Mrs. Young was a full time mother of three; Loyce, Charles and Eugene III. Loyce, her daughter and Charles, her eldest son were away at college, and her
youngest son, Eugene III, was only 10 years old at the time of their fathers death. All of the Young children worked in the family business while growing up.
Mrs. Young also took notice of neighborhood children in need, making sure that the hungry were fed, the dirty were clean, and the
need for adequate clothing met for the children with less blessings than her own. She founded and operated Meridian's first ethnic beauty salon, Young's Beauty Salon in
1930. In 1944 she and her husband started Meridian's first ethnic barber and beauty schools, Young's Barber College and Young's Beauty School.

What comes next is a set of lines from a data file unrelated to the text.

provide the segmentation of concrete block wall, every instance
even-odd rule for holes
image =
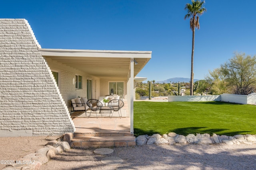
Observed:
[[[47,63],[52,70],[58,71],[60,75],[60,82],[59,84],[60,92],[63,100],[70,113],[71,106],[71,100],[78,97],[87,96],[87,80],[96,78],[85,74],[75,69],[60,63],[53,63],[51,59],[47,59]],[[82,89],[76,89],[76,75],[82,76]],[[96,80],[92,80],[92,86]],[[93,91],[93,93],[94,91]]]
[[[230,103],[247,104],[247,95],[238,94],[221,94],[221,101]]]
[[[24,19],[0,19],[0,137],[73,132],[40,47]]]
[[[220,95],[214,96],[170,96],[168,102],[210,102],[220,101]]]

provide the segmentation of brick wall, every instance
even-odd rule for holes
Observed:
[[[0,137],[75,130],[38,48],[26,20],[0,19]]]

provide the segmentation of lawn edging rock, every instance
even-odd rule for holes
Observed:
[[[18,162],[7,165],[2,170],[39,170],[42,165],[47,163],[55,155],[70,149],[68,139],[73,135],[72,133],[67,133],[57,140],[50,141],[35,153],[18,159],[16,160]]]
[[[212,136],[208,133],[188,134],[186,136],[178,135],[173,132],[161,135],[155,134],[152,136],[147,135],[140,135],[136,138],[136,145],[169,144],[175,143],[190,144],[211,144],[212,143],[225,143],[228,145],[242,144],[252,145],[256,144],[256,136],[253,135],[236,135],[234,137],[227,135],[219,135],[213,133]]]

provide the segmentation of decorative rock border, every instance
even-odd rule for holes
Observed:
[[[140,135],[136,138],[136,145],[138,146],[153,144],[172,145],[176,143],[191,144],[224,143],[228,145],[234,144],[252,145],[256,144],[256,136],[252,135],[236,135],[233,137],[224,135],[220,136],[215,133],[211,136],[208,133],[202,135],[198,133],[196,135],[190,134],[185,137],[171,132],[162,135],[155,134],[150,136],[146,135]]]
[[[19,162],[15,164],[8,165],[4,170],[39,170],[42,164],[46,164],[56,155],[70,149],[70,144],[66,141],[71,135],[70,133],[64,134],[63,136],[56,140],[48,142],[46,146],[38,150],[34,153],[26,155],[22,158],[17,160]],[[64,139],[63,139],[64,138]]]

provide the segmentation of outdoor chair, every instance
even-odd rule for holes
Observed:
[[[89,115],[88,118],[89,118],[89,117],[91,115],[92,111],[95,111],[96,113],[96,117],[98,118],[97,111],[99,110],[103,106],[103,105],[102,105],[102,104],[97,100],[89,99],[87,101],[86,104],[91,110],[91,112],[90,113],[90,115]]]
[[[119,99],[114,99],[112,100],[110,100],[108,102],[108,106],[111,109],[111,112],[112,112],[112,110],[113,110],[113,112],[112,112],[112,115],[111,115],[111,118],[113,116],[113,114],[114,111],[117,111],[118,113],[118,115],[121,118],[122,117],[122,113],[121,112],[121,108],[124,107],[124,102],[122,100]],[[120,113],[119,114],[119,111],[120,111]],[[111,113],[110,112],[110,114]],[[121,115],[121,116],[120,115]]]

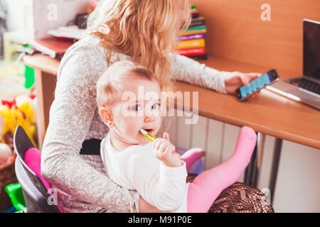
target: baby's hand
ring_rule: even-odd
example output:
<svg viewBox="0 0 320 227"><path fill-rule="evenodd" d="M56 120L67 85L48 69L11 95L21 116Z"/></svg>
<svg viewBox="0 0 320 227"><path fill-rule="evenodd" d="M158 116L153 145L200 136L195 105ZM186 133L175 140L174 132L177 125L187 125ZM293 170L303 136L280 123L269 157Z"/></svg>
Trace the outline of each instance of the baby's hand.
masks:
<svg viewBox="0 0 320 227"><path fill-rule="evenodd" d="M168 133L164 133L164 138L159 138L154 140L154 154L166 166L179 167L183 165L180 155L176 152L176 148L169 141Z"/></svg>

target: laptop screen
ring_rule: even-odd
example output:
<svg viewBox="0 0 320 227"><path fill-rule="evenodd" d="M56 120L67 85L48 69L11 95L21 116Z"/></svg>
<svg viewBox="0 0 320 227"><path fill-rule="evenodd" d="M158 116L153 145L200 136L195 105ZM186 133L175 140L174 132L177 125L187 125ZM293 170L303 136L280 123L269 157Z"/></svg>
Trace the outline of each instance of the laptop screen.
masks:
<svg viewBox="0 0 320 227"><path fill-rule="evenodd" d="M304 75L320 79L320 22L304 20Z"/></svg>

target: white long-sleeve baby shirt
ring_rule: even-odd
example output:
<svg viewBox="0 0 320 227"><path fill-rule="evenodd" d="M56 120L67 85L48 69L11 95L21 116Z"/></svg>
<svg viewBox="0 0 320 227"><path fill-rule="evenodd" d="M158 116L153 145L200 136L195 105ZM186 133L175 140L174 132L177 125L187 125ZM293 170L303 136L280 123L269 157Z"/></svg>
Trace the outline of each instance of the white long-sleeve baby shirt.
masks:
<svg viewBox="0 0 320 227"><path fill-rule="evenodd" d="M117 184L139 194L160 210L186 212L188 184L186 163L167 167L153 154L152 143L122 151L112 145L110 134L101 142L101 156L107 175Z"/></svg>

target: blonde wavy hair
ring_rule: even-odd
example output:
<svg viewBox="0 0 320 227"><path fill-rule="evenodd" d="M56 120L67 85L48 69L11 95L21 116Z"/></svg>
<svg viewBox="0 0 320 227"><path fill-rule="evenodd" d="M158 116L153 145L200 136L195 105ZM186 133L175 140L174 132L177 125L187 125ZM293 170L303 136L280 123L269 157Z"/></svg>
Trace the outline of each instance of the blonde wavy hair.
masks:
<svg viewBox="0 0 320 227"><path fill-rule="evenodd" d="M189 0L100 0L88 17L87 31L99 38L108 65L112 52L130 56L163 89L171 84L169 53L177 32L190 21Z"/></svg>

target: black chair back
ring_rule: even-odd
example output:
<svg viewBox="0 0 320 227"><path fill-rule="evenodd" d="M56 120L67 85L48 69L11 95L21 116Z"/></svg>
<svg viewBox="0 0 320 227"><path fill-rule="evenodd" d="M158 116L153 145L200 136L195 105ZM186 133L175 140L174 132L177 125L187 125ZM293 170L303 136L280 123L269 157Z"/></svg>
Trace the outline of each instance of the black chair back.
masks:
<svg viewBox="0 0 320 227"><path fill-rule="evenodd" d="M55 204L48 203L50 194L37 175L24 162L26 151L33 148L23 128L18 126L14 135L16 159L16 175L19 182L28 213L60 213Z"/></svg>

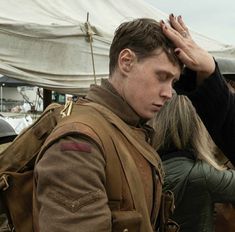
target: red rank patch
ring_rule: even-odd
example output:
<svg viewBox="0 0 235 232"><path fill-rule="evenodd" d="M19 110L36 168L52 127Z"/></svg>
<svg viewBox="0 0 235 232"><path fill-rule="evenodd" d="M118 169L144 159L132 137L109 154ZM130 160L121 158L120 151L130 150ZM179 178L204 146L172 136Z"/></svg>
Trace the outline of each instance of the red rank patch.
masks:
<svg viewBox="0 0 235 232"><path fill-rule="evenodd" d="M74 143L74 142L67 142L62 143L60 145L61 151L80 151L80 152L86 152L91 153L91 145L87 143Z"/></svg>

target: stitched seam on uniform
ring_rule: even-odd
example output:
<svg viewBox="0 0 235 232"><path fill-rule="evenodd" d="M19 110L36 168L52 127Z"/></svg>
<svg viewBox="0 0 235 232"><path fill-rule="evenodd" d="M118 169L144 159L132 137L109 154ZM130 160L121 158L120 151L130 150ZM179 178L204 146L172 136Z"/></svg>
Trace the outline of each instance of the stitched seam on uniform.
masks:
<svg viewBox="0 0 235 232"><path fill-rule="evenodd" d="M78 200L68 199L68 197L66 197L63 193L57 191L48 192L48 196L70 212L75 213L82 207L95 202L97 199L100 199L102 196L102 191L97 190L95 192L86 193Z"/></svg>

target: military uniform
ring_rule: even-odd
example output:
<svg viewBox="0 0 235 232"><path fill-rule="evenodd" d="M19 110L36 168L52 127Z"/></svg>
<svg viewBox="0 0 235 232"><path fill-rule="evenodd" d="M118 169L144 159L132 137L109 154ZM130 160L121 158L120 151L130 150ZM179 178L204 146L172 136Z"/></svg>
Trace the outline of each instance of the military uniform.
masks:
<svg viewBox="0 0 235 232"><path fill-rule="evenodd" d="M145 125L107 80L102 82L101 87L92 86L86 98L119 116L139 141L151 141L152 129ZM155 231L161 198L157 191L160 180L149 161L134 148L131 155L143 184L143 200L146 201L152 224L149 231ZM112 231L106 167L106 158L89 133L65 136L53 143L35 167L35 231ZM162 172L160 161L157 172ZM122 184L117 186L117 189L121 187L118 210L132 211L135 206L122 169L120 176Z"/></svg>

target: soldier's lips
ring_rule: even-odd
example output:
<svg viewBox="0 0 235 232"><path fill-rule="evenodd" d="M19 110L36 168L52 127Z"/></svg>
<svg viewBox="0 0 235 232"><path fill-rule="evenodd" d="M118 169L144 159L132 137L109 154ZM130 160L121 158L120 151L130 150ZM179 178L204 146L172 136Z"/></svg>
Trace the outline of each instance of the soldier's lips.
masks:
<svg viewBox="0 0 235 232"><path fill-rule="evenodd" d="M162 104L153 104L153 110L157 112L162 108L162 106Z"/></svg>

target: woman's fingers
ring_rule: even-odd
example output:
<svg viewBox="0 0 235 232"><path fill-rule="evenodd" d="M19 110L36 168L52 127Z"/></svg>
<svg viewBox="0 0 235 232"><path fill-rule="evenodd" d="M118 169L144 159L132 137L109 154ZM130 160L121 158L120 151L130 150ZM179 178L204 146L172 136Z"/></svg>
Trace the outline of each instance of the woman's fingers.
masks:
<svg viewBox="0 0 235 232"><path fill-rule="evenodd" d="M191 38L182 17L169 16L170 25L161 22L163 33L175 44L175 53L190 69L202 76L210 75L215 69L211 54L199 47Z"/></svg>

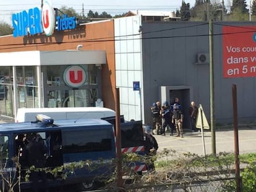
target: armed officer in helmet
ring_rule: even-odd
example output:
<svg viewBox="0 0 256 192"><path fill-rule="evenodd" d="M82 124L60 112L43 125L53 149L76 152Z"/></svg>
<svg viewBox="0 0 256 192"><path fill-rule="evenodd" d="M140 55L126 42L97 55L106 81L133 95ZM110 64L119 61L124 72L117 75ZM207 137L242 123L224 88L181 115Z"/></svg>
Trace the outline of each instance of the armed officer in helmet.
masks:
<svg viewBox="0 0 256 192"><path fill-rule="evenodd" d="M160 114L160 107L158 107L156 102L153 103L151 107L152 115L152 127L153 134L161 134L161 119Z"/></svg>
<svg viewBox="0 0 256 192"><path fill-rule="evenodd" d="M165 136L165 129L168 126L170 130L170 135L173 136L173 127L171 123L172 112L168 101L164 101L163 103L161 111L163 118L162 135Z"/></svg>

In the interim, Mrs. Young assured that her late husband's dream, E.F. Young, Jr. Mfg. Co., also thrived and prospered under her management. Mrs. Velma Young was the
chief administrator of E.F. Young, Jr. Mfg. Company's Chicago, IL and Meridian, MS plant locations for nineteen years. After which her son Charles, fresh from the military
and civil rights activists movement, came to the head of the company. Mrs. Young was an active participant in many civic and social organizations. She was
the loving mother of three children and the grandmother of ten. All of whom she provided lunch for at the family house at 12:00 noon each business day. Velma Beal
Young departed this earth in February of 1987 and is honored with a neighborhood park bearing her name.